Monday, June 16, 2014

mortgages and the UCL: an occasional series

Pestana v. Bank of America, 2014 WL 2616840, No. A137566 (Cal. Ct. App. June 12, 2014)
Pestana sued his mortgage loan servicers (BoA) after BoA denied his application for a loan modification under the federal Home Affordable Mortgage Program (HAMP), and instead offered him an allegedly less favorable in-house modification, which he accepted. He alleged that BoA representatives made misrepresentations about the requirements and availability of a HAMP modification, breached promises to modify his loan, improperly stalled the modification review process, and incorrectly denied his application for a HAMP modification.  The trial court dismissed all his claims, but the court of appeals revived his UCL claim.
The breach of an oral agreement claim was dismissed because there was no writing signed by BoA, despite the alleged oral promise to review Pestana’s application/modify his loan.  The only letter he received just listed documents he should send in and didn’t make promises. 
The promissory estoppel claim relied on oral statements made by BoA representatives during three telephone conversations, but none of these was enough to make a clear and unambiguous promise supporting a claim for promissory estoppel.  Pestana first alleged that a BoA representative named Bob told him that, if he became delinquent on his mortgage payments, he would receive a loan modification. But he didn’t allege that Bob promised a HAMP modification, and he alleged that he only learned about HAMP later.  Offering an in-house modification fulfilled any general promise of a modification.  Then, Pestana alleged that a BoA rep named Denise told him he’d be evaluated for a HAMP modification if he returned the appropriate form and supporting documentation, and that this implied that BoA’s evaluation would be conducted in good faith.  But this too was not a clear and unambiguous promise that BoA would conduct its evaluation in a particular manner.  And BoA fulfilled its general promise to evaluate Pestana’s application, ultimately rejecting it.  Finally, Pestana alleged that a rep named Shawn told him that BoA had received all the required documentation and that the review process would begin immediately, which he alleged implied good faith review. The court found no express promise about how the review would be conducted.

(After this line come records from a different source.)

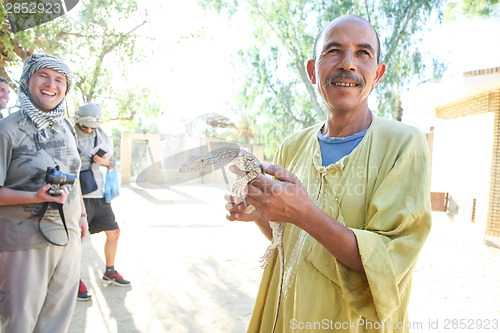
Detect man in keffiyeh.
[0,54,88,333]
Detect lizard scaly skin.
[179,147,285,332]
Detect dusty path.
[69,185,500,333]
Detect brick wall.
[436,89,500,238]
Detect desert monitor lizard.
[179,147,285,332]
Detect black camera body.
[45,165,76,197]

Intentional misrepresentation claims were also dismissed.  They’re a variety of fraud claims.  The allegations didn’t establish that the reps made false promises or promises without any intention of performing them.  Requests by BoA for additional documentation and BoA’s denial of his application didn’t themselves involve false representations or false promises, except for (allegedly) BoA’s statement that Pestana didn’t qualify for a HAMP modification, and Pestana didn’t believe or rely on that.
However, the UCL claim was different.  BoA allegedly
(1) told borrowers, including Pestana, that, if (and only if) they stopped making mortgage payments, they could apply for loan modifications and Bank would review their applications in good faith, (2) promised Pestana he would be granted a modification, (3) stalled the review process for Pestana and other borrowers, including by requesting documents Bank had already received, and (4) falsely represented to qualified borrowers, including Pestana, that they did not qualify for HAMP modifications.
BoA argued that Pestana lacked standing.  But Pestana alleged that he incurred late fees and penalties after he stopped making (and continued to withhold) his mortgage payments in reliance on BoA’s representations about the availability and requirements of a loan modification.  That was enough to show economic injury and causation at this stage.  Pestana alleged that he stopped making mortgate payments “after (and in reliance on) representations in June 2009 by a [BoA] representative that (1) [BoA] could not help him with a loan modification as long as he was current on his payments, and (2) if he were to miss his payments, he would receive a modification.”  His default and late fees could thus be traced to BoA.
BoA argued that Pestana was contractually obligated to pay late fees if he missed mortgage payments and thus couldn’t count them as injury.  Even if the note so provided, that didn’t mean Pestana suffered no economic injury: he wouldn’t have become obligated to pay the late fees if he hadn’t stopped paying.  BoA also argued that Pestana ultimately received an in-house loan modification, but at the pleading stage the court wasn’t going to determine the factual question of whether this was enough benefit to match or outweigh his loss.
UCL “fraudulent” conduct: This doesn’t require the elements of the common-law tort of fraud, but rather only requires a showing that members of the public are likely to be deceived.  Pestana sufficiently alleged that BoA made untrue or misleading representations that were likely to deceive reasonable consumers, such as that modifications would only be possible if he stopped making mortgage payments.  Then BoA allegedly stalled the review process, racking up extra late fees and penalties that benefited BoA as servicer.  And BoA allegedly falsely told Pestana and other borrowers they did not meet the eligibility requirements for HAMP modifications.  At the demurrer stage, the court couldn’t determine that BoA’s statements were accurate and nonmisleading.
Clean-up: the absence of a federal right of action under HAMP didn’t bar the UCL claim. There was no indication that federal law displaced state remedies.